In India, a friend told me there were two ways to brush your teeth: you could try to distract yourself, try to get past the task while doing something else–or you could pay attention to it, feel the brush, feel the water as you rinsed, and see it as something worth doing on its own.
That reminds me of another moment in India. After their evening study hall, the senior students were supposed to sweep their classroom floor, and most of the time they didn’t want to. There were about thirty in the class. They would sit, chatting, after study hall had ended. Then one would slip off as though he had “forgotten,” then another would slip off, then half of them would be gone and the rest didn’t intend to get stuck doing the work for everyone.

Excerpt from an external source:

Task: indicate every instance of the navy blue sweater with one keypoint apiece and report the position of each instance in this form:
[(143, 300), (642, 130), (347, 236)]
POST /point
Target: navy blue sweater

One of the teachers was a grandmother, a matriarch who’d guided the school for decades. One night she noticed the last students leaving the classroom, and looked in to see that the floor wasn’t swept. (Maybe grandmothers always notice that kind of thing). She stepped into the room. One of the students saw her, and came back to see what she was doing. The broom was an Indian style broom, about as long as my arm, so to sweep with it you had to crouch down or kneel. The grandmother had the broom and she was kneeling. The student rushed up to her, insisting, “Akka–akka–I’ll sweep akka!” (“Akka” means “elder sister.” It was the respectful, familiar way that students addressed older women). The woman smiled and shook her head. “I’ll sweep,” she said.
Other students, hearing the first one, came back. The whole class came back. And the grandmother didn’t let go of the broom until she’d moved, slowly on her old joints, across the whole floor. The students watched. Then two of them helped her to her feet, and she let one of them put the broom away. She walked out from the room.
If I had done that, I think I would have been trying to shame the students. To push them to see that if they didn’t pick up the work someone else would have to. But I’ve thought a lot about that woman, and I think she was doing something better. She wanted the room clean. Perhaps wanting the room clean, wanting that clearly, meant that she wanted to sweep. Or perhaps not: perhaps what she wanted wasn’t her focus just then, the room was. I wish she had said something before walking out, something I could think about. She didn’t. If she had, I wonder if it would have been, “There’s no shame in being one who works.” Perhaps, better, she would have said that there is pride.
Sometimes we think of certain work as “lowly,” as beneath us. Wordsworth says that the noblest hearts remember to kneel and sweep. Perhaps that connection between pride, position, privilege and work can help to heal us, in little moments and in big ones. Last year, a student pointed out that Macbeth seems more interested in being king than in “king-ing;” in doing the work of a king. Perhaps (the student said) that’s where all the bloodshed began. I wonder what would have happened if Macbeth had found worth and pride in a broom instead of in his ambition. I wonder.
And I’m looking forward to brushing my teeth tonight.